South Deep’s woes have continued into the current June quarter with a 22-day safety-related work stoppage imposed by the Department of Mineral Resources (DMR) during April and Gold Fields has been forced to reduce its gold production guidance for the year to end-December.

These latest setbacks follow the decision taken by Gold Fields to impair South Deep by R3.5bn in its accounts for the year to end-December 2017 following a slower-than-expected production build-up after the then latest redesign.

Gold Fields CEO Nick Holland has revised expected production from South Deep to 244,000oz from the previous estimate of 321,000oz and has cut production guidance for the group during 2018 to between 2m oz and 2.05m oz.

Holland said that South Deep had “a tough start to 2018”. The reasons for that cover the full spectrum of underground mining problems ranging from labour trouble to equipment breakdowns; safety issues and geological factors.
Holland said production was hit by a slow build-up after the seasonal holidays along with the impact of two labour restructuring processes and a “change in underground working shift arrangements implemented to increase productivity.”

He commented, “these changes have inevitably created workforce uncertainty and a disruption of operations. The labour restructuring comprised 47 personnel at management level and approximately 260 personnel at lower levels. “The change in underground shift arrangements effected in early April have provided a longer shift of 11.5 hours instead of the previous 9.5 hours. The intention is to increase the effective time on the face and it will take some time to see the impact of the change.”

In addition production was hit by “low mobile equipment reliability” as well as the intersection of active geological features (faults and dykes) in high-grade corridor 3 and poor ground conditions in the far western part of the orebody.
Then the DMR imposed a 22-safety stoppage in April “to re-support back areas in the two of the critical new mine access ramps which account for half of total production for the mine.”

According to Holland, the mine team is “currently developing a recovery plan aimed at mobilising the workforce post the restructuring and bedding down of the new underground shift cycles.”
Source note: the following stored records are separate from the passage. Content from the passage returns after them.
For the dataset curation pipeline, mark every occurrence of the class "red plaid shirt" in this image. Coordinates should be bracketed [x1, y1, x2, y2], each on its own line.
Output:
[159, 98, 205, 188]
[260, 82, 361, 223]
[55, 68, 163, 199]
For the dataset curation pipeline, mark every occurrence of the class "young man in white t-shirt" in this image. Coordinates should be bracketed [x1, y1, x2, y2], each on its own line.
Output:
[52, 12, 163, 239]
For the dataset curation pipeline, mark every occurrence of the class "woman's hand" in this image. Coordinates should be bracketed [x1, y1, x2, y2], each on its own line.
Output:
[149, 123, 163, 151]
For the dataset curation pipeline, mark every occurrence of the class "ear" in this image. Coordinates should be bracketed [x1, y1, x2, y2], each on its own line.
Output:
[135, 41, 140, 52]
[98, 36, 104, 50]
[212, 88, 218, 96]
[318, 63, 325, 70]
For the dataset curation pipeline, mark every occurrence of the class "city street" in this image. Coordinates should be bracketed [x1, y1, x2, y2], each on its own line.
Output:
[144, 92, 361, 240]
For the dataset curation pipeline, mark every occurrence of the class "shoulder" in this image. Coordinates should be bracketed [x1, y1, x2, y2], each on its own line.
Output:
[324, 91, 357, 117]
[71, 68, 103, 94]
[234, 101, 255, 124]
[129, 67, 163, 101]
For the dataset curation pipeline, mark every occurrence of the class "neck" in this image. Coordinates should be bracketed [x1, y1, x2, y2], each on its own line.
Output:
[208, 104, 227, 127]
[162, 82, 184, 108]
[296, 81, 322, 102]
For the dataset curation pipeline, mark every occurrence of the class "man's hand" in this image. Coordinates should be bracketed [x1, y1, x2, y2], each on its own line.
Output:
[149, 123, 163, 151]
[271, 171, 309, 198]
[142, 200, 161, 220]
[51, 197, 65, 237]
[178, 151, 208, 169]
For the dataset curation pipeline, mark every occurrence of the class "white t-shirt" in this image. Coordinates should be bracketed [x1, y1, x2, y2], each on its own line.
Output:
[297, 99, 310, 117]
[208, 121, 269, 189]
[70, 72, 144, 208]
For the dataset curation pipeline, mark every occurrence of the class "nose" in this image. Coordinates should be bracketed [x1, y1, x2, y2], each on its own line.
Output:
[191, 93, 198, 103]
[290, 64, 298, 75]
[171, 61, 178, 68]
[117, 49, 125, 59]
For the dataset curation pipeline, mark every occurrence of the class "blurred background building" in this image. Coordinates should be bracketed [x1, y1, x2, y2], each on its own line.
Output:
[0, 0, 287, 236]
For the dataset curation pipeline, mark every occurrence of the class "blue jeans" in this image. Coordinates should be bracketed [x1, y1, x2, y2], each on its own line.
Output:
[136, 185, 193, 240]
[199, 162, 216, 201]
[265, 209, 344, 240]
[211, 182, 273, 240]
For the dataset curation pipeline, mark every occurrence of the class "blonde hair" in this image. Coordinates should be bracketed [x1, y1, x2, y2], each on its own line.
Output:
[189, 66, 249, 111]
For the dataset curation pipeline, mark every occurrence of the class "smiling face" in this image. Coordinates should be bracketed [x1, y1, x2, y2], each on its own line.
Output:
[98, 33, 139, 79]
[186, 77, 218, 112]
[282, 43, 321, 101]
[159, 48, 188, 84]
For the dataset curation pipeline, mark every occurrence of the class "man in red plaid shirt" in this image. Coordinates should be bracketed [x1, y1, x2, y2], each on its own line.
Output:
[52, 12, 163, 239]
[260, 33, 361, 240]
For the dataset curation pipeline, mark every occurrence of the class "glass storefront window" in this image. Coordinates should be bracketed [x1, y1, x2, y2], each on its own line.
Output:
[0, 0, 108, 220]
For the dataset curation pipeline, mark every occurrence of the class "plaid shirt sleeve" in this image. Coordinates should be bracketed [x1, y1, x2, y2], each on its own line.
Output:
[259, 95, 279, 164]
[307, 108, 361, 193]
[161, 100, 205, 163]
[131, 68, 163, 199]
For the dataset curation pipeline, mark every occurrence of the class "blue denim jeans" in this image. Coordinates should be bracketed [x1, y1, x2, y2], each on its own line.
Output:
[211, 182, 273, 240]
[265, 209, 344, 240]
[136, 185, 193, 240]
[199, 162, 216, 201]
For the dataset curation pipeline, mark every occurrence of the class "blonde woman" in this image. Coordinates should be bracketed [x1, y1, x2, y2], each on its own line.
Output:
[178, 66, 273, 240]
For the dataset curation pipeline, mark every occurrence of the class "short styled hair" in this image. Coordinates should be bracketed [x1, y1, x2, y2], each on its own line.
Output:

He added the poor ground conditions were “mostly a symptom of the transition to more effective pillar designs as recommended by the independent geo-technical review board; lack of timeous and effective stop cleaning and backfill, as well as timeous and effective secondary support.

“These constraints are receiving urgent attention,” Holland said.

Also notable in the Gold Fields March results statement is that the group has expanded its gold hedging programme which started in June last year at its Australian mines “to protect cash flow at a time of significant expenditure.” At that time it hedged 295,000oz of gold.

Gold Fields has now hedged another 674,000oz in Australia (equivalent to 78% of FY 2018 guidance) and 489,000oz of gold in Ghana (equivalent to 72% of 2018 financial guidance).